[JIT] turn on the profiling executor (#41)

jiayisunx · web-flow · commit 750d6199235b · 2021-05-27T09:40:14.000+08:00
remove convbn folding in JIT path
diff --git a/intel_pytorch_extension_py/ops/__init__.py b/intel_pytorch_extension_py/ops/__init__.py
@@ -3,4 +3,3 @@
 from .lstm import *
 from .interaction import *
 from .embeddingbag import *
-from .jit import *
diff --git a/intel_pytorch_extension_py/ops/jit.py b/intel_pytorch_extension_py/ops/jit.py
diff --git a/tests/cpu/test_jit.py b/tests/cpu/test_jit.py
@@ -76,10 +76,6 @@
     IS_SANDCASTLE, load_tests, brute_pdist, brute_cdist, slowTest, \
     skipCUDANonDefaultStreamIf, skipCUDAMemoryLeakCheckIf
 
-torch._C._jit_set_profiling_mode(False)
-torch._C._jit_set_profiling_executor(False)
-
-# device = ipex.DEVICE
 device = 'cpu:0'
 SIZE = 100
 
@@ -117,6 +113,7 @@ def __init__(self, dim, in_channels, out_channels, **kwargs):
         self.conv = conv_module[dim](in_channels, out_channels, bias=False, **kwargs)
         self.bn1 = bn_module[dim](in_channels, eps=0.001)
         self.bn2 = bn_module[dim](out_channels, eps=0.001)
+
     def forward(self, x):
         return self.bn2(self.conv(self.bn1(x)))
 
@@ -140,6 +137,7 @@ def __init__(self, dim, in_channels, out_channels, **kwargs):
         torch.manual_seed(seed)
         self.conv1 = conv_module[dim](in_channels, out_channels, bias=False, **kwargs)
         self.conv2 = conv_module[dim](in_channels, out_channels, bias=False, **kwargs)
+
     def forward(self, x):
         return torch.cat((self.conv1(x),self.conv2(x)))
 
@@ -159,6 +157,7 @@ def __init__(self, dim, in_channels, out_channels, **kwargs):
         seed = 2018
         torch.manual_seed(seed)
         self.conv = conv_module[dim](in_channels, out_channels, bias=False, **kwargs)
+
     def forward(self, x):
         return torch.add(F.relu(self.conv(x), inplace=True),self.conv(x))
 
@@ -169,6 +168,7 @@ def __init__(self, dim, in_channels, out_channels, **kwargs):
         torch.manual_seed(seed)
         self.conv = conv_module[dim](in_channels, out_channels, bias=False, **kwargs)
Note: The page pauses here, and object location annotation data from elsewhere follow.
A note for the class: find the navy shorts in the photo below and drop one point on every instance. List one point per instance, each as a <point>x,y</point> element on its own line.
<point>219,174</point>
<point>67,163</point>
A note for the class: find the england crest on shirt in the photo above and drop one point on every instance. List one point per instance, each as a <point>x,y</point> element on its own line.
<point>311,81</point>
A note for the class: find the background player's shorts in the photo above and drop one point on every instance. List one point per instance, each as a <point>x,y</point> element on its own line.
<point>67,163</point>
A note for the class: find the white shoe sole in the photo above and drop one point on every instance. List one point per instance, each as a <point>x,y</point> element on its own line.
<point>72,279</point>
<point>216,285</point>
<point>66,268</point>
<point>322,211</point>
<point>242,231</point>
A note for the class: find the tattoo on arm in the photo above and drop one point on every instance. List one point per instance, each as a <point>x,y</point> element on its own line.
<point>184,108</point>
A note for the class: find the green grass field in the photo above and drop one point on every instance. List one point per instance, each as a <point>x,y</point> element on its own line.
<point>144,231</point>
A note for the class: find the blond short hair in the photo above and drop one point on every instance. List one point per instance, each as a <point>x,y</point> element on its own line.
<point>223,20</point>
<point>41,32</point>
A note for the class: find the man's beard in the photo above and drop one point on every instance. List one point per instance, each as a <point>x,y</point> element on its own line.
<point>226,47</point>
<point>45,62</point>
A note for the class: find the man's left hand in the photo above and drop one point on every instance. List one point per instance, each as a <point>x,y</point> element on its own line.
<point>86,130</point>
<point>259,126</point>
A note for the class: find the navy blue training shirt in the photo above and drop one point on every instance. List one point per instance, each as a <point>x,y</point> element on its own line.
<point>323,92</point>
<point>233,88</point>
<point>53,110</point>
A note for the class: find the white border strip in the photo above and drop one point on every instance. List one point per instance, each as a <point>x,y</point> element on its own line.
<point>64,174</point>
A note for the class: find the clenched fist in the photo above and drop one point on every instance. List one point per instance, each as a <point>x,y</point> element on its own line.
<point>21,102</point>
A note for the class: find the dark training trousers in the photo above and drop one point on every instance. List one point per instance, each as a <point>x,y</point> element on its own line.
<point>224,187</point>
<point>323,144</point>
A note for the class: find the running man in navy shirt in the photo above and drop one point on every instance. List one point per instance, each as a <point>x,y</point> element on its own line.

         self.bn = bn_module[dim](out_channels, eps=0.001)
+
     def forward(self, x):
         return F.relu(self.bn(self.conv(x)), inplace=True)
 
@@ -204,6 +204,7 @@ def __init__(self, dim, in_channels, out_channels, dest_shape, **kwargs):
         self.dest_shape = dest_shape
         self.conv1 = conv_module[dim](in_channels, out_channels, bias=False, **kwargs)
         self.conv2 = conv_module[dim](in_channels, out_channels, bias=False, **kwargs)
+
     def forward(self, x):
         a=torch.reshape(self.conv1(x), self.dest_shape)
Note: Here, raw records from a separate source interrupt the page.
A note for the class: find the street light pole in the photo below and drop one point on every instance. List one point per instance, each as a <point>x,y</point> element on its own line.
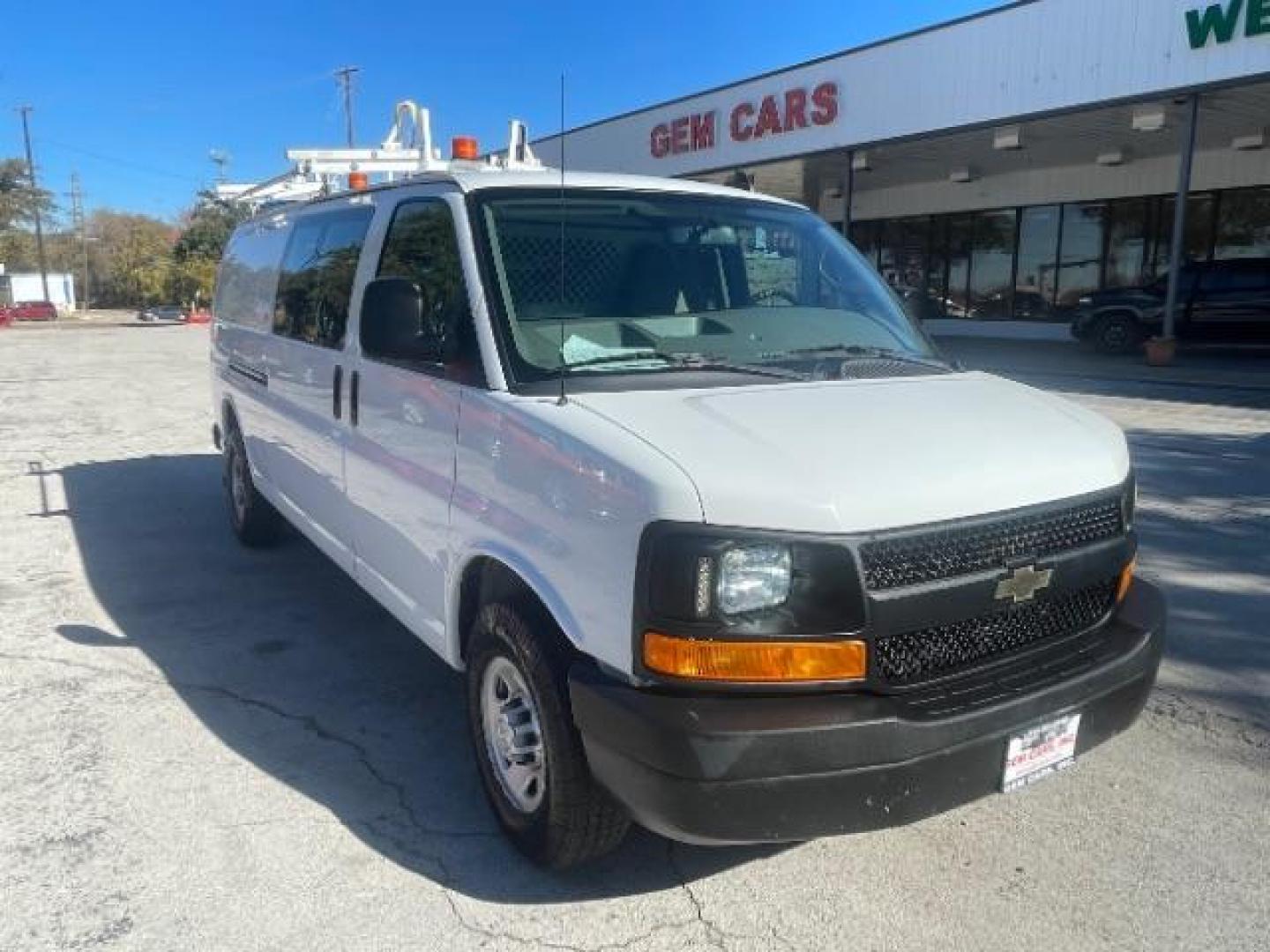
<point>1175,253</point>
<point>344,75</point>
<point>25,111</point>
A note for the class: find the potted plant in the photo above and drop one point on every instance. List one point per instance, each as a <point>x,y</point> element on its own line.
<point>1161,351</point>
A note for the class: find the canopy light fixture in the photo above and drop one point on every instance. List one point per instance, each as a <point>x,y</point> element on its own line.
<point>1148,118</point>
<point>1249,144</point>
<point>1009,138</point>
         b=torch.reshape(self.conv2(x), self.dest_shape)
@@ -268,6 +269,7 @@ def __init__(self, in_channels, out_channels,dest_shape, **kwargs):
         torch.manual_seed(seed)
         self.linear = nn.Linear(in_channels, out_channels, **kwargs)
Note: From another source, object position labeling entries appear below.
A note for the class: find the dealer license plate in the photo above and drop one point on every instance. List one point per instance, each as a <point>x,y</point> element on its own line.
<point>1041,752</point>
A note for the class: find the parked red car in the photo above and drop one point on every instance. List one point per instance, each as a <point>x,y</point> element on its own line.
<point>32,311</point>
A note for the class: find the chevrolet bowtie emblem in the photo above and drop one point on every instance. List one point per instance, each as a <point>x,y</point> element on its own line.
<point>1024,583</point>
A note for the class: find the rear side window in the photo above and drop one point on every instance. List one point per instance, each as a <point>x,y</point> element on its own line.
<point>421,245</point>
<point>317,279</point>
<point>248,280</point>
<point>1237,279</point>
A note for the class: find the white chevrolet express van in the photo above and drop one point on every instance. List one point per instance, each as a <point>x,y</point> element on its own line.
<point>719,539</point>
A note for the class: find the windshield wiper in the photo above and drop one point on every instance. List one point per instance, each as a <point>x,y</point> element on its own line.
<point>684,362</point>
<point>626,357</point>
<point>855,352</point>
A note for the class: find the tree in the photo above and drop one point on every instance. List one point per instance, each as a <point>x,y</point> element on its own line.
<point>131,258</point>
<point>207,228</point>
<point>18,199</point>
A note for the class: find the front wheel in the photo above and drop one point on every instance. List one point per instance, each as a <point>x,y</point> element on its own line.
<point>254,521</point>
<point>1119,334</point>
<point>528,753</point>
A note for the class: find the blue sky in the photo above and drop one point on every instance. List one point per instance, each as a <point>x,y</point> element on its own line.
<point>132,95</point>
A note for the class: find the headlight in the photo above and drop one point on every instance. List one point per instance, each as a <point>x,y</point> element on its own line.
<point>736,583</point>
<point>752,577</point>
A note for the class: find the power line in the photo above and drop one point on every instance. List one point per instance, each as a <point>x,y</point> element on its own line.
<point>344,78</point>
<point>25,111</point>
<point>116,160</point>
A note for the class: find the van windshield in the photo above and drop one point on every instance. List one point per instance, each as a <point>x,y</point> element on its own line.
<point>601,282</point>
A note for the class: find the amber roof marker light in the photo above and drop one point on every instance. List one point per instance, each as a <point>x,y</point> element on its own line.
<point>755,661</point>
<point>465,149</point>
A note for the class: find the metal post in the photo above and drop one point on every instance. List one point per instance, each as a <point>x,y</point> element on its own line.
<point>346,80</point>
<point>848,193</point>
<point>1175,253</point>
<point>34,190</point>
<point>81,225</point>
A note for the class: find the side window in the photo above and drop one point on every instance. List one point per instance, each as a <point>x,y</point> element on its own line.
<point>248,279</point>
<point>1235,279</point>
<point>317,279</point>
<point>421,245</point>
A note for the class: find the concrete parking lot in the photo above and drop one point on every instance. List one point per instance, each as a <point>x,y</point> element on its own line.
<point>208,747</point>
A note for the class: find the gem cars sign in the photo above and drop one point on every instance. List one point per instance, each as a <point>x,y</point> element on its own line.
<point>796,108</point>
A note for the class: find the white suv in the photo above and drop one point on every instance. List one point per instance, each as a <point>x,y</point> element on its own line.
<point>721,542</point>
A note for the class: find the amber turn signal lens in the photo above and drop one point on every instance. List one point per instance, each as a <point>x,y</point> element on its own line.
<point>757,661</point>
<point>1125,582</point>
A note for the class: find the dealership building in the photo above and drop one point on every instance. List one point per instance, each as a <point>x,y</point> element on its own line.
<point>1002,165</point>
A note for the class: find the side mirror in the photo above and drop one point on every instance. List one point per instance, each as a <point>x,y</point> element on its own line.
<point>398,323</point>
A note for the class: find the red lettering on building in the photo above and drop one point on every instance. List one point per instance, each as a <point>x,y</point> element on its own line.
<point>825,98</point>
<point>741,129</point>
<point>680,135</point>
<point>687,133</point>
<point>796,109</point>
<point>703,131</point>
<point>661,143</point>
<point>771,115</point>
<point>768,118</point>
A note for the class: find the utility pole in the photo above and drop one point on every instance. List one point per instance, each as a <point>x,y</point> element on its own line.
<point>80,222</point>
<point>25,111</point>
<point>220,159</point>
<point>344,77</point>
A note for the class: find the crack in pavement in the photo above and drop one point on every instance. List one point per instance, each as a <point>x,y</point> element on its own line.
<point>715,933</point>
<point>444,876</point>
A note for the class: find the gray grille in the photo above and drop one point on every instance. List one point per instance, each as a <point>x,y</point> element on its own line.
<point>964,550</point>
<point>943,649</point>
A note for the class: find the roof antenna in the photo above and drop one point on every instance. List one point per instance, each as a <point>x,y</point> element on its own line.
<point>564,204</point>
         self.dest_shape = dest_shape
+
     def forward(self, x):
         return F.relu(torch.reshape(self.linear(x),self.dest_shape), inplace=True)
 
@@ -288,6 +290,7 @@ def __init__(self,dim,in_channels, out_channels, **kwargs):
         torch.manual_seed(seed)
         self.linear = nn.Linear(in_channels, out_channels, **kwargs)
         self.bn = bn_module[dim](1, eps=0.001)
+
     def forward(self, x):
         return self.bn(self.linear(x))
 
@@ -299,6 +302,7 @@ def __init__(self,dim,in_channels, out_channels,dest_shape,**kwargs):
         self.linear = nn.Linear(in_channels, out_channels, **kwargs)
         self.bn = bn_module[dim](1, eps=0.001)
         self.dest_shape = dest_shape
+
     def forward(self, x):
         return self.bn(torch.reshape(self.linear(x),self.dest_shape))
 
@@ -409,61 +413,45 @@ class Tester(TestCase):
     def _test_output(self, model, x, kind_in_graph=None, kind_not_in_graph=None):
         modelName = model.__class__.__name__
         core.disable_jit_opt()
-        # core.disable_mix_bf16_fp32()
-
         model = model.eval()
+        model = ipex.optimize(model, dtype=torch.float32)
         if x.dim() == 4:
             x = x.to(memory_format=torch.channels_last)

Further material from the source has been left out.